Narasita.com- PALU, – Wakil Ketua I DPRD Provinsi Sulawesi Tengah, Aristan, menyoroti penempatan Pegawai Pemerintah dengan Perjanjian Kerja (P3K) yang dinilai tidak tepat, karena berpotensi mengganggu kinerja birokrasi di daerah. Pernyataan itu disampaikan saat memimpin rapat gabungan yang melibatkan fraksi-fraksi, komisi-komisi DPRD, Sekretariat DPRD, serta Kepala Badan Kepegawaian Daerah (BKD) Sulawesi Tengah, Kamis (3/7/2025).

Rapat membahas dampak optimalisasi penempatan P3K di lingkungan pemerintah daerah, terutama terkait kesesuaian kompetensi pegawai dengan kebutuhan instansi. Aristan menyoroti sejumlah kasus di mana tenaga honorer berpengalaman dipindahkan ke instansi lain, digantikan oleh P3K yang kompetensinya tidak relevan.

“Optimalisasi penempatan P3K perlu dievaluasi ulang.
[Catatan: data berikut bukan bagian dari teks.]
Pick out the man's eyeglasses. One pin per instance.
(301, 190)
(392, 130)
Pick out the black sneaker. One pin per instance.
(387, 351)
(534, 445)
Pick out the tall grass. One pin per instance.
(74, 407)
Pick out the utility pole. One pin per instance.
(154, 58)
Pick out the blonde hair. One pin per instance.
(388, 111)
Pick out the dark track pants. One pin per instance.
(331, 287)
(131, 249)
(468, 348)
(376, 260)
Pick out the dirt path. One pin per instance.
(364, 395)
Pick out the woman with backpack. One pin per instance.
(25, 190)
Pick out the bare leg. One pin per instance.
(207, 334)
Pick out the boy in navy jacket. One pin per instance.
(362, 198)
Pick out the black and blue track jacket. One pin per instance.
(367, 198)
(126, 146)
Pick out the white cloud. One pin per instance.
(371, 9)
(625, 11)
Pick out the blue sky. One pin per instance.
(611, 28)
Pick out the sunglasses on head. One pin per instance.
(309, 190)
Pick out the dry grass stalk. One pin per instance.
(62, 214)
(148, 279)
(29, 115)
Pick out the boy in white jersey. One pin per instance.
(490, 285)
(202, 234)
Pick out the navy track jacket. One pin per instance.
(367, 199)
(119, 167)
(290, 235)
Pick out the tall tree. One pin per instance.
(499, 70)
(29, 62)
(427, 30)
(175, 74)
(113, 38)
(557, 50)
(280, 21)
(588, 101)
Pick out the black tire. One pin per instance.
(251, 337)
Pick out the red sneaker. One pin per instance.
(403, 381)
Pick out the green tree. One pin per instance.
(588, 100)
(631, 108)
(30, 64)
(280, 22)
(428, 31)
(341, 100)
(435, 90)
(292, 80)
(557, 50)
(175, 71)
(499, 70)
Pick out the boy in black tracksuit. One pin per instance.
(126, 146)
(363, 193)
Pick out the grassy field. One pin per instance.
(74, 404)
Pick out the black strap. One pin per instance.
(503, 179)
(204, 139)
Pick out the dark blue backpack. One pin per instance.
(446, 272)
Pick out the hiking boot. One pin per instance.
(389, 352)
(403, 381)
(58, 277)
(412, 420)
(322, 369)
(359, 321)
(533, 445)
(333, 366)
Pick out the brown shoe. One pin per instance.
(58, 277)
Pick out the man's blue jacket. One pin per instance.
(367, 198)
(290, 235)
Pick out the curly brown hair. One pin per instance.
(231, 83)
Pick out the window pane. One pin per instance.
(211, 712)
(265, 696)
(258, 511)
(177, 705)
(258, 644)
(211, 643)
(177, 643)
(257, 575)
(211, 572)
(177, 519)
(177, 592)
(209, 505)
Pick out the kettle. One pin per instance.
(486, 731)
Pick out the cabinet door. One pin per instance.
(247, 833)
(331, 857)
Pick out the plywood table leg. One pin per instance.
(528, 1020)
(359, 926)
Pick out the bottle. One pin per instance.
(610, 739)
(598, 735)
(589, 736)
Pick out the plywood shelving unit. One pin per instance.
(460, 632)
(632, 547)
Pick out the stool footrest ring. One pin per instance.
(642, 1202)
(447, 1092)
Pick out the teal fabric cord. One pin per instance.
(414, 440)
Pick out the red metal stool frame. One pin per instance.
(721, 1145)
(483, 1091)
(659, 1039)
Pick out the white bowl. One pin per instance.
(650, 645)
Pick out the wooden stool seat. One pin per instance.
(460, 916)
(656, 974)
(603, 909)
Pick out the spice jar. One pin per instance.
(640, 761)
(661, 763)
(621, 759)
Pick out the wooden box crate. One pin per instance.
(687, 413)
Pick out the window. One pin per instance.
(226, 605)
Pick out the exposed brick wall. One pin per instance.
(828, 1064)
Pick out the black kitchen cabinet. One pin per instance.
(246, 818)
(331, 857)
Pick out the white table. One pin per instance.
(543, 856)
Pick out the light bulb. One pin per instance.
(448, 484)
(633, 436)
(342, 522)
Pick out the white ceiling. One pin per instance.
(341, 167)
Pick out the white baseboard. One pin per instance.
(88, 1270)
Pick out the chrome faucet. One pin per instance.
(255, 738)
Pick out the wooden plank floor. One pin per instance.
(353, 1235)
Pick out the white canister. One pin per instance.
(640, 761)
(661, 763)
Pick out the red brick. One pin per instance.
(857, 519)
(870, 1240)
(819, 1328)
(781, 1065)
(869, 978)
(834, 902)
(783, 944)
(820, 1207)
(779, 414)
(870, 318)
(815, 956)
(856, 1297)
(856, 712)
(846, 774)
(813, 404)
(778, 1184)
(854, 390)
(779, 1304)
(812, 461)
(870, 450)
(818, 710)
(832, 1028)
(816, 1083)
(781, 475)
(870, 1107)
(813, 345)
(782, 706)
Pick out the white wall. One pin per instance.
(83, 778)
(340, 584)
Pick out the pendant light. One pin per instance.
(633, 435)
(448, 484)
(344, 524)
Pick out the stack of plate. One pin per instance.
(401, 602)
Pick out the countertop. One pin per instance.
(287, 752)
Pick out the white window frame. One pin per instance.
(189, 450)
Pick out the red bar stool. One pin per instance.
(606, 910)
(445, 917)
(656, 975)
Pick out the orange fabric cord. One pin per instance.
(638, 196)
Banyak penempatan yang tidak tepat justru memunculkan persoalan baru di instansi, termasuk di lingkungan DPRD sendiri,” kata Aristan, yang juga Sekretaris DPW Partai NasDem Sulteng.

Politisi Partai NasDem itu menegaskan pentingnya kewenangan pemerintah daerah dalam menentukan penempatan P3K. Formasi yang ada, menurut Aristan, seharusnya disesuaikan dengan kebutuhan riil berdasarkan analisis jabatan dan beban kerja masing-masing perangkat daerah.

“P3K ini juga dibiayai oleh APBD, jadi sudah seharusnya daerah memiliki peran dalam menentukan penempatannya,” ujarnya.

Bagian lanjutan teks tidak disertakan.